Can I offer less than the asking price?
Looking at discounting — the average difference between original asking price and eventual selling point — is a key way to discern the heat of the housing market. In a hot market the difference is slender because buyers are clamouring to throw their money at property.
According to the latest London data, the market is more tepid. Research by GetAgent found the average discount between asking and selling prices in the capital was 19.4 per cent. A study by Benham and Reeves found a 23.5 per cent gulf between initial and actual prices in the capital.
Even in what is very much a sellers’ market, with less homes for sale than there are prospective buyers, vendors need to be realistic about the value their homes. Check what similar nearby properties have actually sold for, rather than going by asking prices, and avoid being seduced by agents producing attractively high valuations because, although consumer confidence is strong, buyers are still very price sensitive.
For buyers this means doing your homework before making an offer to make sure you are not accidentally overpaying. It is always worth making a below-asking offer, just in case, although if you make it stupidly low you will just annoy everyone involved.
Finding value: swim against the tide
If you are looking for a bargain property, wherever you are on the ladder, the best advice is to swim against the tide, which right now is directed at houses with gardens.
“Opportunities are there in the mid-market, the forgotten rung,” says Grant Bates, director at Hamptons in Islington. “Flats with no outdoor space are available at under market value. Covid pushed outdoor space to the top of everyone’s wish list … (but) I doubt this will always be the case.”
If you have some decent equity under your belt then now could also be the time to score a prime address because prices in central London are floundering. “Areas of central London typically attractive to overseas buyers will continue to be quiet until travel restrictions are lifted, creating the opportunity for opportunistic bids by those willing and able to buy,” said Caspar Harvard-Walls of Black Brick.
Chinedu Okafor, 29, a product manager, bucked the suburban trend by buying his first home in Canning Town and was able to take advantage of the Stamp Duty holiday at the same time.
It took him two years of house hunting before he spotted the Brunel Street Works development (lindenhomes.co.uk; prices start at £485,000) quite by chance from the window of a DLR train.
He went to have a look and fell in love. “It ticked all the boxes for me, good space, good location and a great view,” he said. Using the Government’s Help to Buy scheme, Okafor put down a five per cent deposit on the £580,000 two-bedroom flat. The Stamp Duty holiday saved him £15,000.
What does the future hold for the London housing market?
Savills forecasts that during the course of this year the market in London will remain flat, with price growth of just 1.5 per cent (it thinks all the other regions will do better). However, it does believe London will start to recover next year, with price growth of four per cent.
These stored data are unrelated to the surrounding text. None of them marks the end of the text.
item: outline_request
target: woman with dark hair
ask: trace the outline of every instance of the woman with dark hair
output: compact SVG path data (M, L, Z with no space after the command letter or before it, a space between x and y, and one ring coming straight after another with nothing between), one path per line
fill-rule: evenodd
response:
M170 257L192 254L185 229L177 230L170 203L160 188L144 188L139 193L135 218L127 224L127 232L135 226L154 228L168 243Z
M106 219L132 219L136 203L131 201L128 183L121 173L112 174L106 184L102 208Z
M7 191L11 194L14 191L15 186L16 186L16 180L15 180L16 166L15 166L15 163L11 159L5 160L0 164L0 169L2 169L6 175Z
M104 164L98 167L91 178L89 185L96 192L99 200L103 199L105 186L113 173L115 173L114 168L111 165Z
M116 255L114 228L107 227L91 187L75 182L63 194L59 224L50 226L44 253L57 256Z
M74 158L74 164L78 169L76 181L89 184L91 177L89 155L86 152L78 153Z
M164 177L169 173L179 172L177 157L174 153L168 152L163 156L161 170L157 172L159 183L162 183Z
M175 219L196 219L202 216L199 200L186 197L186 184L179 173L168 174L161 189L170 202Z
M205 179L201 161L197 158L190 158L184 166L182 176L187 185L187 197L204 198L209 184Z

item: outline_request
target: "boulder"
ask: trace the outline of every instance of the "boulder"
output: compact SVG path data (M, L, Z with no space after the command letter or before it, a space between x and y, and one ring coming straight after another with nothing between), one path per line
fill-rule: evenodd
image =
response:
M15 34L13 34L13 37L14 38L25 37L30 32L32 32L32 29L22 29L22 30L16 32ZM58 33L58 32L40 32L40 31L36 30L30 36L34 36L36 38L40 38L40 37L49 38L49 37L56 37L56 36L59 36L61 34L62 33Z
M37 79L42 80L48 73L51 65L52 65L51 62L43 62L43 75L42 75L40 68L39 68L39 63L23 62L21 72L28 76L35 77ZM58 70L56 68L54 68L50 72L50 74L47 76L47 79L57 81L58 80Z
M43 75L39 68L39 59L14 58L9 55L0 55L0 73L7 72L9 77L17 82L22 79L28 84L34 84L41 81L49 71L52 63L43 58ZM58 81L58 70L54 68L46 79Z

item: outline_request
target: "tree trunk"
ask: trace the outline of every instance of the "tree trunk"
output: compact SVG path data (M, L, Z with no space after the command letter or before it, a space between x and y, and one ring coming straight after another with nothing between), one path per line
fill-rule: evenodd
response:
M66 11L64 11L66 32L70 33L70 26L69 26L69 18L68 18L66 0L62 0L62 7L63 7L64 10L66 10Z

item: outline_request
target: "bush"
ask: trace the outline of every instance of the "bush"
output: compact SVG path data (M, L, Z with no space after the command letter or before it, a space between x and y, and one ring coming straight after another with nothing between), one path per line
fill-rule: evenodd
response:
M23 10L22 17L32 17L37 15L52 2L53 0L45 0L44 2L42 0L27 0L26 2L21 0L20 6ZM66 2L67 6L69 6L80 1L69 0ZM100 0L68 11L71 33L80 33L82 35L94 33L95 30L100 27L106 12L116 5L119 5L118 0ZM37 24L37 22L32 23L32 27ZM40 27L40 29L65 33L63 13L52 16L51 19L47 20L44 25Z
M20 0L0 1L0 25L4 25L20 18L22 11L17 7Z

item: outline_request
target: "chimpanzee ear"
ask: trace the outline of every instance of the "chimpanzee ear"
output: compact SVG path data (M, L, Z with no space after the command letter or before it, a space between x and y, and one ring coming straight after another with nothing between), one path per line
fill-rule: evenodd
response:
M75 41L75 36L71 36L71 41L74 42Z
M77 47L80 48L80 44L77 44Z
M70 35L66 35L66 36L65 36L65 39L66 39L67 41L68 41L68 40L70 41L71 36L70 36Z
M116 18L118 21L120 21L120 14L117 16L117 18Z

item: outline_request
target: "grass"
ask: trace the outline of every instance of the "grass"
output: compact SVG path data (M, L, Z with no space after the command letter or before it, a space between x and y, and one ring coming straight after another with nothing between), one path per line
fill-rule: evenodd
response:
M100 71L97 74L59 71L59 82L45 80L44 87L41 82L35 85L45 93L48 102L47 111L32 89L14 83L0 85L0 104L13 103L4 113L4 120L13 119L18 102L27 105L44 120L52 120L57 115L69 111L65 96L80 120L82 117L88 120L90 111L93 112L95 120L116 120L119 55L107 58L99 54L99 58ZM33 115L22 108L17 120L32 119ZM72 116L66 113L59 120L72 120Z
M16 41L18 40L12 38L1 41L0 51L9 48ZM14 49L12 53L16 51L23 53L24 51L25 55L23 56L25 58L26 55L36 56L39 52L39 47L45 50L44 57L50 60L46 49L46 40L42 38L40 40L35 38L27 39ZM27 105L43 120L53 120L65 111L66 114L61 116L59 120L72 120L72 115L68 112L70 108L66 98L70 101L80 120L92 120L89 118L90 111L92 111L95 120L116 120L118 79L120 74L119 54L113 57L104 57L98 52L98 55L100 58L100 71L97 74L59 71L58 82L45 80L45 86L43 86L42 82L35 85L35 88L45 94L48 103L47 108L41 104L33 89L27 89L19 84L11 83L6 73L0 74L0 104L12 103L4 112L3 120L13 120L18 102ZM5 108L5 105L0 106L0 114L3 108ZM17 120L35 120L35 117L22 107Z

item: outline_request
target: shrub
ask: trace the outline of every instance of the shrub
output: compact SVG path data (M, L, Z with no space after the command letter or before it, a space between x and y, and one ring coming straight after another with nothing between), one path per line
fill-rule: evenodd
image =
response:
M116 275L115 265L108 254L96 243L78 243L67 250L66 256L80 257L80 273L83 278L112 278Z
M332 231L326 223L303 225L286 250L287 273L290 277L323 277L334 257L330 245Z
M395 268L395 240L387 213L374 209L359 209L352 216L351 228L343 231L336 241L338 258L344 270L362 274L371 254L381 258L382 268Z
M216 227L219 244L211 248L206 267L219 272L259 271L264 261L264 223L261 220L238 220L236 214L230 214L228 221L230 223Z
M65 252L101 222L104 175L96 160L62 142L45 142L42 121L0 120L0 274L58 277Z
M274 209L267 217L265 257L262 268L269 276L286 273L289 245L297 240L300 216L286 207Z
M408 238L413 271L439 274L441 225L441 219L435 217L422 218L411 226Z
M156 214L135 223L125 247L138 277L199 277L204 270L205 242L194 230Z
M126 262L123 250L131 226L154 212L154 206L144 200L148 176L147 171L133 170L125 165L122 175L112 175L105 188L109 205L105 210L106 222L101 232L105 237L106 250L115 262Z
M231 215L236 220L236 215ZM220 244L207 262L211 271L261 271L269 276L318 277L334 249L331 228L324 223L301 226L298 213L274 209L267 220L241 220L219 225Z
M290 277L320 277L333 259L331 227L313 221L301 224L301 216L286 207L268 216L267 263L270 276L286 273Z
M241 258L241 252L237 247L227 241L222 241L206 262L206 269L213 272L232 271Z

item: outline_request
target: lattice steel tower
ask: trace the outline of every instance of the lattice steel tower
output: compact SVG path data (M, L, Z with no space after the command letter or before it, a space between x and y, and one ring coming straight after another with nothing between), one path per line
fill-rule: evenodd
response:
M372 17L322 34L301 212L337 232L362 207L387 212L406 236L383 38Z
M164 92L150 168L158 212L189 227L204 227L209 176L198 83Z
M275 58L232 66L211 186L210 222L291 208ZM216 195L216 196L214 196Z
By 2025, it suggests prices will be 12.6 per cent higher than today, suggesting that first-time buyers have around a year to play with until London prices start to rise at a rate higher than inflation.
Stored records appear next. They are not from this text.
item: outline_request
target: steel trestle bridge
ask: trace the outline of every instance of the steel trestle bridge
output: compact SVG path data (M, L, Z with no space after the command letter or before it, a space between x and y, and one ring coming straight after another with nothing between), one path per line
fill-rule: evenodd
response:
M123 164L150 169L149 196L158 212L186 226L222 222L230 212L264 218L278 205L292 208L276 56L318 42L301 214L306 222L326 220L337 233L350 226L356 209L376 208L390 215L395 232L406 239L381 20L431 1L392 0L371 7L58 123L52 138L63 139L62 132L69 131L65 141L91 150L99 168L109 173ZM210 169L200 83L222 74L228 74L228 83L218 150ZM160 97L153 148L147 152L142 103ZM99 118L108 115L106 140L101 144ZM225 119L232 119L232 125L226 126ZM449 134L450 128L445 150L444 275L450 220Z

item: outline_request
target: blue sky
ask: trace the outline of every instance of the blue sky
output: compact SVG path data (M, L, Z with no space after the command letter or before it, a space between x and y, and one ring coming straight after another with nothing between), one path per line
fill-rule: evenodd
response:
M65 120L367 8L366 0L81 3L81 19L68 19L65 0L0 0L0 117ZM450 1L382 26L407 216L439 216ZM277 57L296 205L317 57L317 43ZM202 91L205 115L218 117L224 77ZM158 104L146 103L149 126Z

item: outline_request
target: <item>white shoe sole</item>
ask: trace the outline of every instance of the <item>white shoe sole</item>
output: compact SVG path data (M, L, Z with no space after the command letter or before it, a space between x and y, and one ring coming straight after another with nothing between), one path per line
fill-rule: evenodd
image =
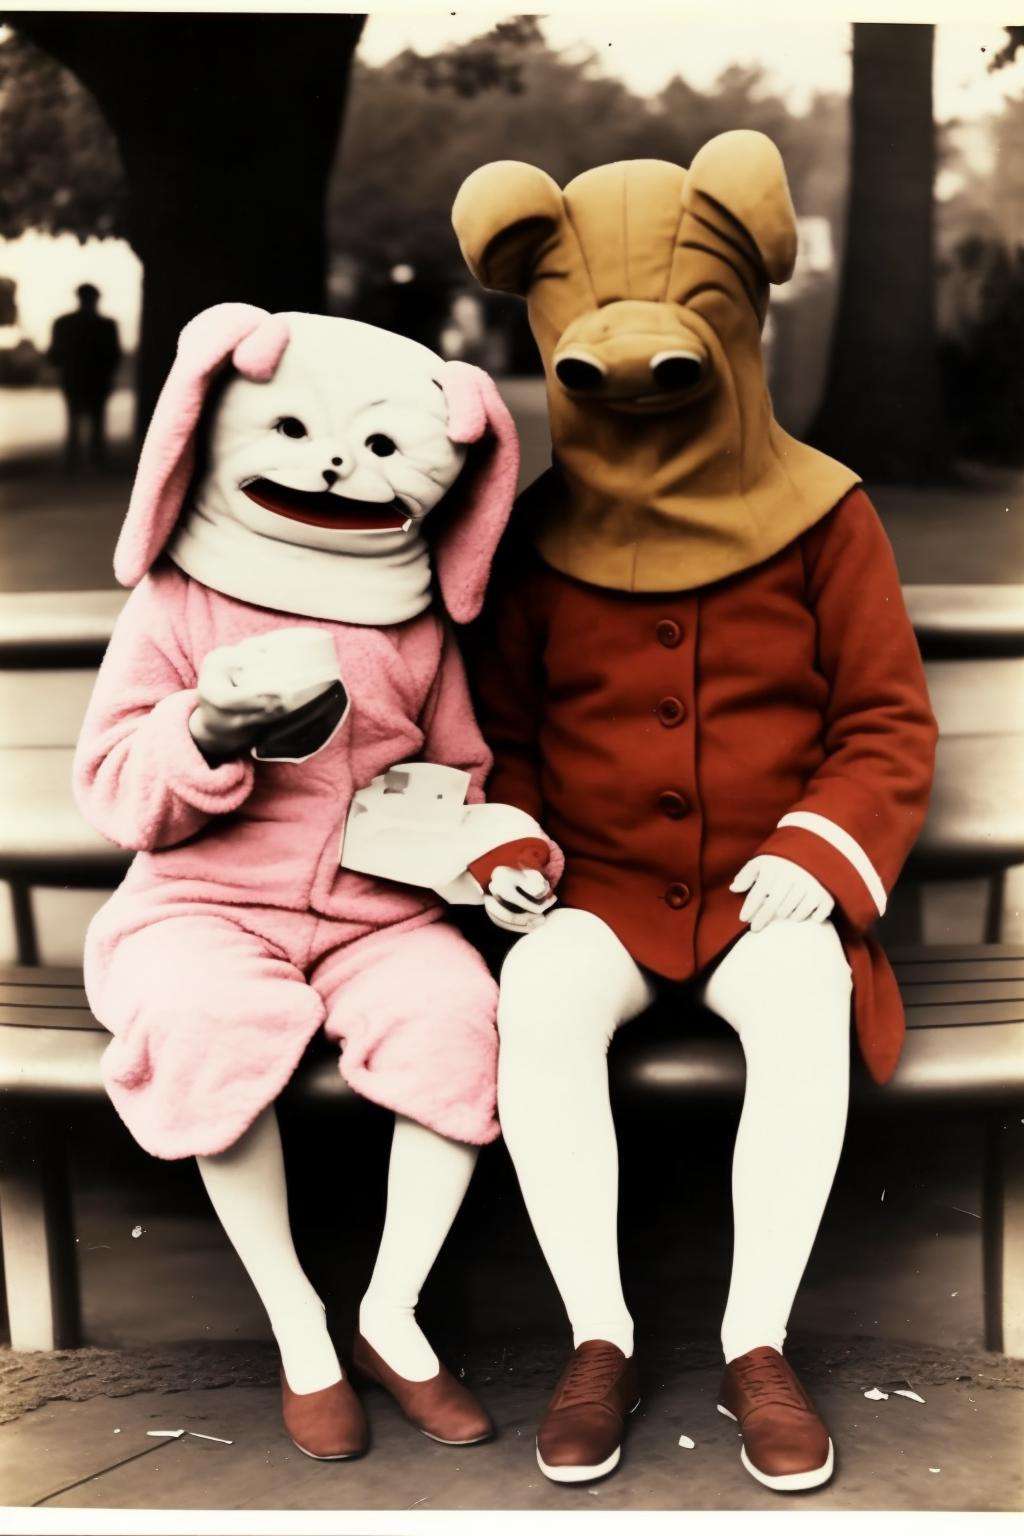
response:
M308 1456L310 1461L358 1461L360 1456L366 1454L365 1451L342 1451L340 1456L318 1456L316 1451L307 1451L306 1447L300 1445L297 1440L292 1440L292 1445L297 1451L301 1451L303 1456Z
M409 1419L408 1423L412 1424L412 1420ZM430 1430L424 1429L421 1424L413 1424L413 1428L418 1429L421 1435L426 1435L428 1440L436 1441L438 1445L486 1445L488 1440L494 1439L493 1429L486 1435L475 1435L472 1440L442 1440L440 1435L432 1435Z
M728 1408L723 1408L721 1403L718 1404L718 1411L724 1414L727 1419L732 1419L734 1424L737 1422L736 1415L730 1413ZM765 1488L771 1488L776 1493L800 1493L805 1488L820 1488L822 1483L827 1483L832 1476L835 1469L835 1460L835 1450L830 1439L828 1442L828 1455L820 1467L812 1467L809 1472L785 1472L780 1477L769 1477L767 1472L761 1472L754 1466L747 1455L746 1446L742 1445L740 1447L740 1461L746 1467L751 1477L756 1478Z
M629 1413L636 1413L642 1402L637 1398ZM622 1446L617 1445L606 1461L598 1462L594 1467L549 1467L540 1454L540 1446L537 1447L537 1465L549 1477L553 1483L591 1483L598 1477L607 1477L609 1472L614 1472L622 1460Z
M598 1462L595 1467L549 1467L537 1448L537 1465L549 1477L553 1483L589 1483L597 1477L607 1477L609 1472L614 1472L622 1457L622 1446L617 1445L608 1457L607 1461Z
But for those with a property to sell the situation is more complex. Upsizers generally do best in a slow market (the paper loss they make selling their home is made up for by the relatively low price of the new one), but downsizers do best in a rising market, so might find it worthwhile to wait a little.
Anybody selling up in London to move beyond will do OK, however. Don’t get too hung up on the fact that other regions are enjoying faster percentage price growth. Prices in London are simply so much higher than anywhere else in cash terms that London vendors will still find themselves in a strong position when buying elsewhere.